Saturday, March 26, 2011

Public Art at Porter Square Station


Twice a week, I take public transportation from Brookline to Arlington to get to work at 13Forest. With such a long commute I have to plan my time perfectly, looking up train and bus times for the most efficient travel. While most MBTA users are worried about buses and trains running late, I've learned that I should be primarily concerned with how long it takes me to get off the T at Porter and make it to street level.

The Porter Square T stop is the deepest station in the Boston area, descending 105 feet below ground. The station contains three levels, connected by escalators and stairs. Together, the escalators reach 143 feet, and the stairs next to them contain 199 steps. The first time I discovered how far below I was I stared at the escalators in disbelief and became annoyed at how tedious the ascent would be. But over the past few weeks I have noticed the public art in the station, and now the walk up the escalator isn't so bad.

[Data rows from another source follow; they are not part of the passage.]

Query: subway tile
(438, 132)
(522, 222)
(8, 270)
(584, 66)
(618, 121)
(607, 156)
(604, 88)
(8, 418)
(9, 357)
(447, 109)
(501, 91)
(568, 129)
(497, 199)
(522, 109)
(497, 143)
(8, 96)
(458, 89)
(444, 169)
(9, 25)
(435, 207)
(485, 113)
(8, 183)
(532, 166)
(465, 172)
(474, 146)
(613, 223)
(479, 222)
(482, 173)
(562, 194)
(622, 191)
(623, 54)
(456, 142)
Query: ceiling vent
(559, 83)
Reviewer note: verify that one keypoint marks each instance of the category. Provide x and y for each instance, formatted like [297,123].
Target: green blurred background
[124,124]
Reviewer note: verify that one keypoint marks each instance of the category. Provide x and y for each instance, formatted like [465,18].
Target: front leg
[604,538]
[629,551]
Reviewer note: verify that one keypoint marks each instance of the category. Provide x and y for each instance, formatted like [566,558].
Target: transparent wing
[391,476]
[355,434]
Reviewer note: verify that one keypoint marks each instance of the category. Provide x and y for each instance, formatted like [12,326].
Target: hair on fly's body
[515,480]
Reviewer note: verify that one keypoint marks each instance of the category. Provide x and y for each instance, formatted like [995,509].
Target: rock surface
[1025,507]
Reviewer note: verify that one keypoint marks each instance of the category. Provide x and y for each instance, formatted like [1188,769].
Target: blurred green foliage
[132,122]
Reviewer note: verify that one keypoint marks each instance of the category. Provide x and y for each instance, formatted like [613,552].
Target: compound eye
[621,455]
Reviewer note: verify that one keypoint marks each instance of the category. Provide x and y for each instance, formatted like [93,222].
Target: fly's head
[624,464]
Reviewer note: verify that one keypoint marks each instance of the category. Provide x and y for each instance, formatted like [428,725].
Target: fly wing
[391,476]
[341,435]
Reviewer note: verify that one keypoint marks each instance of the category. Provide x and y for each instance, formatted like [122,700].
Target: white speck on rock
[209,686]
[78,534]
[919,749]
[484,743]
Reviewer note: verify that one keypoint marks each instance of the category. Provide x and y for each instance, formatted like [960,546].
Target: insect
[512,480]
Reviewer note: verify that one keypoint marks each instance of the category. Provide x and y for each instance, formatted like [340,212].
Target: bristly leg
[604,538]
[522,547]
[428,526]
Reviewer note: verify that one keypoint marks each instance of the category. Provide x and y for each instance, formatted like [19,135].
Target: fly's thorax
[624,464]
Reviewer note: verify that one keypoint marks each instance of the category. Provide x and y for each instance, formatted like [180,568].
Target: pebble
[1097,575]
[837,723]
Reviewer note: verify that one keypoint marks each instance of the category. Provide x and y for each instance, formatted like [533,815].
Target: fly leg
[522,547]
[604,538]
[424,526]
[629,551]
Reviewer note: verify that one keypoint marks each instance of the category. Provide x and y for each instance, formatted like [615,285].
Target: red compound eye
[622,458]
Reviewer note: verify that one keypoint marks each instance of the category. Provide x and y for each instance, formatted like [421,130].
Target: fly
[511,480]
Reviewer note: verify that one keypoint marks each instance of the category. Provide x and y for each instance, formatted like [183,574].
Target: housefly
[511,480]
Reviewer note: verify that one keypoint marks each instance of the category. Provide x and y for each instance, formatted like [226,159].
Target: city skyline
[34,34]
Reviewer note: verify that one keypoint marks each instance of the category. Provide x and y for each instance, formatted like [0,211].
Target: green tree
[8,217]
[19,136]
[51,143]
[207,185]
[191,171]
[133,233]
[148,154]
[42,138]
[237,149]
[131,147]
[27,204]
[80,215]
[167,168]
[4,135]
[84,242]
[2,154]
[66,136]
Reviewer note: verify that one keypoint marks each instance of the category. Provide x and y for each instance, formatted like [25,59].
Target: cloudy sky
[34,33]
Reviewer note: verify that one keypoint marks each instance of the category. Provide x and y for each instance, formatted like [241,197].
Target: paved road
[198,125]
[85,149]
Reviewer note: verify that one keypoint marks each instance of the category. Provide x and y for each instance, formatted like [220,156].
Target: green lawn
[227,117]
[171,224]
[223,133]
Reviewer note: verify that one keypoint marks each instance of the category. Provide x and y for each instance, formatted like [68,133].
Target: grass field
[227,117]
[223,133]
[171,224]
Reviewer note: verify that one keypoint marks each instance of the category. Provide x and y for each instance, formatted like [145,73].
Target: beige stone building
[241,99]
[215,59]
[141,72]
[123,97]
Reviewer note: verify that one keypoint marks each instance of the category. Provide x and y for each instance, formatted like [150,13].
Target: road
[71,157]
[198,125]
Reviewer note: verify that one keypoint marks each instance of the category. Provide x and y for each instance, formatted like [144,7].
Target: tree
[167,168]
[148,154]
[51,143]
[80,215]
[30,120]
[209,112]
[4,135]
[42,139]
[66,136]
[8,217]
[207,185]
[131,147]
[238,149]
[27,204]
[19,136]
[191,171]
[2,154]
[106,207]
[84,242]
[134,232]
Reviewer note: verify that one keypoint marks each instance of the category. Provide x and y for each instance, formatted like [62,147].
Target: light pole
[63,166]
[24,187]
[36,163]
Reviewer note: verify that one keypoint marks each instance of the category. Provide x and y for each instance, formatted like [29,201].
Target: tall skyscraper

The public art featured in the station is titled Glove Cycle, by Mags Harries. The piece is an installation of bronze castings of lost gloves flowing down the escalator and scattered throughout the station. The work is part of the Arts on the Line program, created by the Massachusetts Bay Transit Authority, and was commissioned for $30,000. The gloves are placed all around the station, on the escalators, in a corner pile, and even incorporated into the platform floor. Harries' statement on the piece notes that "the subway station is a daily ritual; a controlled pathway designed to move commuters as efficiently as possible. The positioning of the cast-bronze glove pieces echo the pattern and pauses of this ritual to make a sculptural narrative. The narrative begins at the subway’s token booth and ends on the train platform, a subway life cycle. The cycle brings commuters a sense of continuity as they go underground and return to the surface." The artist has also mentioned that the piece reflects abandoned gloves that get lost under winter snow and are revealed again in the spring. I believe this comment on the arrival of spring and renewal is something everyone in New England can appreciate.

I now look forward to walking through Porter and spotting the gloves. I've noticed that each time I walk through I discover a hidden glove that I had not seen the previous time. This element of surprise is something I believe is very important in art. Just like a painting that keeps drawing you in with hidden details, this sculpture and concept created by Harries continues to amaze me every week.